After a heavy night‘s sleep of exhaustion in the yacht harbour of the Krefeld Segler Vereinigung I got up bright and early at first light and made my way in less than two hours to the spot on the Rhine, which I recognized without problem. It was a kind of bay between two breakwaters, about 50m in length. I must have buried the anchor somewhere in the middle; but how close to the bank? Besides the anchor we had left a 5m length of chain and a considerable length of rope behind, all of which was now of course under water, hidden by the ice cold, murky brew of the Rhine. Nothing could be seen, my only chance was a careful, methodical search by feel with my toes. Again into my swim trunks and again into the biting flood. I decided on a stretch of about 20m, which I slowly waded through , roughly 3m from land and parallel to it – nothing. So back again along a line now maybe 5m from shore – still nothing. Each line took easily 10 minutes and by now I was frozen blue and shivering badly. I knew that in this way I must sooner or later come across with my toes either anchor, chain or rope. But was it possible that I had already missed it? Or that it lay above or below the stretch I had decided to search? Or that I had altogether mistaken the place after all? The one certain thing was that very soon I would have to get out of the water either to warm up again or to give up the whole venture. But I had to find my anchor! So I clenched my teeth and started on a third line, now say 7m out.
And pretty much exactly in the middle of my 20m stretch I hit the chain!
Three or four hours later I was back at the boat, tired and with a bruised back from the heavy anchor in the hardly padded rucksack, but happy.
Behind the clubhouse Erhard, the harbour master, was busy shifting boats with his little tractor and when he stopped for a moment, I told him our story of woe. He looked straight at me with his clear blue eyes through his spectacles and said slowly: „We’ll have a look“. And sure enough five minutes later he was at the boat. It turned out that with Erhard we had stumbled across an expert on boat engines. Within ten minutes he had identified the problem: the oil in the automatic transmission between engine and propeller shaft heats up in operation and expands. A valve allows some of the air above the oil, that is thereby compressed, to escape, but somebody, for obscure reasons, had solidly blocked this valve. The oil pressure in the transmission must have risen to tremendous levels, forcing the oil out through any slightest weakness in the sealed system. And this weakness it had found in the fittings of the comparatively soft copper piping to the oil cooler and back to the transmission again. When Erhard tried to drain the oil, barely a drop came out, the rest was gone. We had run the engine hard against the current of the Rhine, basically without transmission oil, dry, thereby destroying the transmission.
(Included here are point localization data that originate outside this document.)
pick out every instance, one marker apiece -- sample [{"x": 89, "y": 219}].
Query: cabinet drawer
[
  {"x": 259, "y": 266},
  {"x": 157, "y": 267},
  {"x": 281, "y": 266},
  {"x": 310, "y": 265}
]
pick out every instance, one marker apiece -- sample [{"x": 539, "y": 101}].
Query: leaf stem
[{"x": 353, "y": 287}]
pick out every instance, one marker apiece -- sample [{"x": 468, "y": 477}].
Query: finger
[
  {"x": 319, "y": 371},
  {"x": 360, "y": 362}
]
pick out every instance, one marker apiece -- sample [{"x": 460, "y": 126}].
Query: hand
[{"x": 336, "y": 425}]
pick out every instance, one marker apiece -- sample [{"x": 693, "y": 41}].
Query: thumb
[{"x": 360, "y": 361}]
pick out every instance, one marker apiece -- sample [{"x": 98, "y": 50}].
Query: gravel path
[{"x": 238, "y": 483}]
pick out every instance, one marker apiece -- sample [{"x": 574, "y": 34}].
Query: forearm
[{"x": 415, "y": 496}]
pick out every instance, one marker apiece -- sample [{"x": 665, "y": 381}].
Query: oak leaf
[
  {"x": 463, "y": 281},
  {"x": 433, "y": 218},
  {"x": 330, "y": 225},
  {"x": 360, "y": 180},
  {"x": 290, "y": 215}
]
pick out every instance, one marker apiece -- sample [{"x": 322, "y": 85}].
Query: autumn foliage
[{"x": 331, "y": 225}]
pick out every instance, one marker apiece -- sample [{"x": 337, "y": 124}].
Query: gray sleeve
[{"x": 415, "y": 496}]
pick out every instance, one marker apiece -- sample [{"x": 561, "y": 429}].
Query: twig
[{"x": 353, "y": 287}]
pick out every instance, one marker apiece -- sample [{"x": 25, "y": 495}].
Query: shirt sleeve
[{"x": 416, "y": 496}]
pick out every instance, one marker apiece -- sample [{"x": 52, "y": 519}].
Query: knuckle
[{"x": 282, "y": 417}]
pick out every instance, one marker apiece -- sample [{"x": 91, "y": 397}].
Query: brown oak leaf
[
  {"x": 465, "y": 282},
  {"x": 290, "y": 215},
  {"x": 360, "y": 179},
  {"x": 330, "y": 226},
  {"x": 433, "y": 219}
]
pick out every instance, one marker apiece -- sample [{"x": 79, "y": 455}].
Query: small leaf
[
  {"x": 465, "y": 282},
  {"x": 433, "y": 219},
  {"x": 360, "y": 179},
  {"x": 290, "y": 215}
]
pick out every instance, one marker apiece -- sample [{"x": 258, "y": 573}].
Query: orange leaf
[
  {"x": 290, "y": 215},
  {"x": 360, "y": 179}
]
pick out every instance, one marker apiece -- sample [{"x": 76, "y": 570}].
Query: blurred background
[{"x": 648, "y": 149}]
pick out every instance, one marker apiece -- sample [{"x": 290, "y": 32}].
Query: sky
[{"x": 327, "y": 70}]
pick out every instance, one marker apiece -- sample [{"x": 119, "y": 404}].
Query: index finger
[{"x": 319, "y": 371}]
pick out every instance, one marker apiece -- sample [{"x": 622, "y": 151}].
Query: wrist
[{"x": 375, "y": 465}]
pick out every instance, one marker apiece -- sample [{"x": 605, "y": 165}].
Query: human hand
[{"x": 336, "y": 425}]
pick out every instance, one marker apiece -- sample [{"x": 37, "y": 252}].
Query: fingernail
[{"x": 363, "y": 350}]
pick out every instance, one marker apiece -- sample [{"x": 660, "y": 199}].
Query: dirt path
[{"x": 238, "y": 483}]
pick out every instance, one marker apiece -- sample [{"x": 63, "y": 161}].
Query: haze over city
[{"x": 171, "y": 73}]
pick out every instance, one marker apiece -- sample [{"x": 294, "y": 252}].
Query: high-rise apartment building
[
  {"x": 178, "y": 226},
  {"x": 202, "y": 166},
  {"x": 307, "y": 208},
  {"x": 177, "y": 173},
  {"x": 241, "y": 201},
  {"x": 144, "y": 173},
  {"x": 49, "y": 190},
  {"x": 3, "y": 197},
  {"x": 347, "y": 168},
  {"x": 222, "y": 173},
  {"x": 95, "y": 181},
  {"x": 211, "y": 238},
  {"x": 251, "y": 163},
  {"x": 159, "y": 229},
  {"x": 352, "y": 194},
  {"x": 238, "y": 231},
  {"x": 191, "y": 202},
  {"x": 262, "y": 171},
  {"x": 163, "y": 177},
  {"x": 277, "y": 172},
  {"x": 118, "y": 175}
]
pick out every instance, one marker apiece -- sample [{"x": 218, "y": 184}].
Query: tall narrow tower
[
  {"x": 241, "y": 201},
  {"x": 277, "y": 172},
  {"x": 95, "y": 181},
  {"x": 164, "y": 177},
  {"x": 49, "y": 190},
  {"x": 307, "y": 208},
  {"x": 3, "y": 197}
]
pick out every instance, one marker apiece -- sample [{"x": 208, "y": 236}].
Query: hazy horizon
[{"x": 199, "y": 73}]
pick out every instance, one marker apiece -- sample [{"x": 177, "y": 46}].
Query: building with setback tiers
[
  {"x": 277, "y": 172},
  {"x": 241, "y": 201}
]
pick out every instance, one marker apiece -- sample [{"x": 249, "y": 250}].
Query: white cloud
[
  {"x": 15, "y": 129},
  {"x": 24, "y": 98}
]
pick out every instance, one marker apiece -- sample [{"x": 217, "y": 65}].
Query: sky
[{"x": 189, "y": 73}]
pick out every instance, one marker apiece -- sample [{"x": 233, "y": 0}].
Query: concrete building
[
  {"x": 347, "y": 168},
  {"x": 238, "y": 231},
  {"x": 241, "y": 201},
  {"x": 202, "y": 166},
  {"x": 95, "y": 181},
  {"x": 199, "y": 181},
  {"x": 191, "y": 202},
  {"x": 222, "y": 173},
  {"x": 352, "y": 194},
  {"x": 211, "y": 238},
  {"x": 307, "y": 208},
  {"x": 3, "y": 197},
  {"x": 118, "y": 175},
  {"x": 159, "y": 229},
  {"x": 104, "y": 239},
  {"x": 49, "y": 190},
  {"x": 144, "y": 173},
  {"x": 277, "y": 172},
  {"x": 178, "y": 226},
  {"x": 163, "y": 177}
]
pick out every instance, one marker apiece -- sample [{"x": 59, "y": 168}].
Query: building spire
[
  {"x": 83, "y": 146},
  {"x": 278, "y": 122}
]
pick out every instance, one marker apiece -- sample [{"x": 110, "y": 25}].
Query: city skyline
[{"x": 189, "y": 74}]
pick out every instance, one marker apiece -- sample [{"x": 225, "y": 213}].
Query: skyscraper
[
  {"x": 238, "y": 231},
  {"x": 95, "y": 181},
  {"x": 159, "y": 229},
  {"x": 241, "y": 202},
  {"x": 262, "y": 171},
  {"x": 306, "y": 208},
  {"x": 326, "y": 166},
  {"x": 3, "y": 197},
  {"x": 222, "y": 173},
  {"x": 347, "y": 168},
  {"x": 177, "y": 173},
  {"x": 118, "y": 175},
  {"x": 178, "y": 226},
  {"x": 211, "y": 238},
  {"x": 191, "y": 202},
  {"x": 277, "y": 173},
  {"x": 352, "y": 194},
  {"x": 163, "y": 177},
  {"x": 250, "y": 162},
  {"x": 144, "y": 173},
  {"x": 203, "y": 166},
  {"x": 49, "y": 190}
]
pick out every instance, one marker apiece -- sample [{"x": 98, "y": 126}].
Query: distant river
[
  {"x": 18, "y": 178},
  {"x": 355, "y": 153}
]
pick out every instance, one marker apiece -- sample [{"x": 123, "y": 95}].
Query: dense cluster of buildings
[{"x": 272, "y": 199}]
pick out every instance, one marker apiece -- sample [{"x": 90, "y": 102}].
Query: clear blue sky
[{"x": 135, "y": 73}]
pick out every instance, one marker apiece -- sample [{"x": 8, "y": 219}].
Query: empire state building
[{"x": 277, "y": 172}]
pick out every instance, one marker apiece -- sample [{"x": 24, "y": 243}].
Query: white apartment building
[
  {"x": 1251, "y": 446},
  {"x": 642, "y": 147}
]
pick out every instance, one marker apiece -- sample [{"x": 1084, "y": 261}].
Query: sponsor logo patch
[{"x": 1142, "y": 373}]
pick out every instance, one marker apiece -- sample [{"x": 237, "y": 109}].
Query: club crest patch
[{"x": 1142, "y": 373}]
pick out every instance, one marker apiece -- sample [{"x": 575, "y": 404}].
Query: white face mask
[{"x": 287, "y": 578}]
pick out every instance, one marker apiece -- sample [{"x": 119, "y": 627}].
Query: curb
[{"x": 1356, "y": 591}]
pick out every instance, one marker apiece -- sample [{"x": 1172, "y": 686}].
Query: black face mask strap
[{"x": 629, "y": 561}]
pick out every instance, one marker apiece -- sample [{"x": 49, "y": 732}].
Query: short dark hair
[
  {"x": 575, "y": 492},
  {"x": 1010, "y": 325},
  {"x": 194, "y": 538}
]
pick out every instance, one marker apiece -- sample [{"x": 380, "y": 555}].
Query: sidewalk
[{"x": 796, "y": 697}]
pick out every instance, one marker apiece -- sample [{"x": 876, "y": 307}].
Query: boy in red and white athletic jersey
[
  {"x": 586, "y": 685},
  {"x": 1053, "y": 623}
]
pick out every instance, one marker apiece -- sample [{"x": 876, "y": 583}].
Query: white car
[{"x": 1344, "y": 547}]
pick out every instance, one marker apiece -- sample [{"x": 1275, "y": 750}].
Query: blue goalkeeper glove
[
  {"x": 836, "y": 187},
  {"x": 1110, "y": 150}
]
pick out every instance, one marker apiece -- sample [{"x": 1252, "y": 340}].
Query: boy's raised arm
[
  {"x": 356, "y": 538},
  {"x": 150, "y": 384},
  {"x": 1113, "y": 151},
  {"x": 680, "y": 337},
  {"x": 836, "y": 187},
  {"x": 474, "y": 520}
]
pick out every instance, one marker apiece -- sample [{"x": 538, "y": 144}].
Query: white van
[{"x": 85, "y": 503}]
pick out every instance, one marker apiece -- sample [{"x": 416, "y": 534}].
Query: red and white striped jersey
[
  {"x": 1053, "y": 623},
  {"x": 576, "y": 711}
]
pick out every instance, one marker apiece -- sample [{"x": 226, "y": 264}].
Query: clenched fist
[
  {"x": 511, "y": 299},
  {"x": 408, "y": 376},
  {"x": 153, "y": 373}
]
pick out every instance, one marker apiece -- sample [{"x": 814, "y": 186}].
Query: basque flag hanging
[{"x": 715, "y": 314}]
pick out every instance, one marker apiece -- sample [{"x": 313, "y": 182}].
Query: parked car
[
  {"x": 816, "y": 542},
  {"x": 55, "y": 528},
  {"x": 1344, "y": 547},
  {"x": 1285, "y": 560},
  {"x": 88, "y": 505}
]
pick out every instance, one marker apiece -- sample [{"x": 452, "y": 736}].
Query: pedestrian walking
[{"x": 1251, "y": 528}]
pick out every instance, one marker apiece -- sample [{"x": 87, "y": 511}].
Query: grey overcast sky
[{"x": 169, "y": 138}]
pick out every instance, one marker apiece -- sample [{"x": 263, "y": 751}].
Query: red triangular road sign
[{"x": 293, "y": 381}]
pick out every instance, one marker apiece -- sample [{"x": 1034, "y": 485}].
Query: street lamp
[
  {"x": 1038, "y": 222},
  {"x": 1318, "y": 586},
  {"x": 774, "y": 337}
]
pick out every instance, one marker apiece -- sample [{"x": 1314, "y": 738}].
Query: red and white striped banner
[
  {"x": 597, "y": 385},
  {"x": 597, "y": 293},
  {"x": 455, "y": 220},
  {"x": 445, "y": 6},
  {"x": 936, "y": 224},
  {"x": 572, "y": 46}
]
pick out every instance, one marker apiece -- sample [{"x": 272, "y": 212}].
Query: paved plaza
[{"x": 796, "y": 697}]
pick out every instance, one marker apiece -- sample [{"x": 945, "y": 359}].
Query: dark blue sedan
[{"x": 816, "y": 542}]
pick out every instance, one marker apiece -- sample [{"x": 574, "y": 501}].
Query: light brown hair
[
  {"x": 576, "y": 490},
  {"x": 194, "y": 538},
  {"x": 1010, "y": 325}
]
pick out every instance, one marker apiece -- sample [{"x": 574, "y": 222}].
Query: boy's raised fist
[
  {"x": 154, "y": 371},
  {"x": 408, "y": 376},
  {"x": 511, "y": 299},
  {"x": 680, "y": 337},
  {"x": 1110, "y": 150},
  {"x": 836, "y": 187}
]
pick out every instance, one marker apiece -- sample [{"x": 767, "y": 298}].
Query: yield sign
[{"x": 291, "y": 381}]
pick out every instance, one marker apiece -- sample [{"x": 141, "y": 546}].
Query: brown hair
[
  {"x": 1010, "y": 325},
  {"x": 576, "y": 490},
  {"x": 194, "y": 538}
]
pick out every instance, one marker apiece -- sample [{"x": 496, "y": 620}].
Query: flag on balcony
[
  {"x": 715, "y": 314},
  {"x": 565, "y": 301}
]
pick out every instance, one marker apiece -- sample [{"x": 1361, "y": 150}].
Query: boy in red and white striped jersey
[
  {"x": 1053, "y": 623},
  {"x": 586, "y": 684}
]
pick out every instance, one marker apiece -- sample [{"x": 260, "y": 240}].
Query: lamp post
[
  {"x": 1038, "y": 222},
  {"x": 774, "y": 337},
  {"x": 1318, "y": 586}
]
Erhard was 72 years old, a little man, but extremely compact, a bit like a gnome, almost broader than high. He was wonderfully good-natured and unbelievably strong with enormous hands like vises. He found us a replacement transmission and swapped it with the original one, each weighing 85 kg, within a few days, and charged us less than 1000 Euro for a repair that would normally have cost maybe five times that and taken several weeks at least.
Erhard made sure that SULINA was now ready at last to manage the remaining 650 km to Strasbourg without any further mishaps.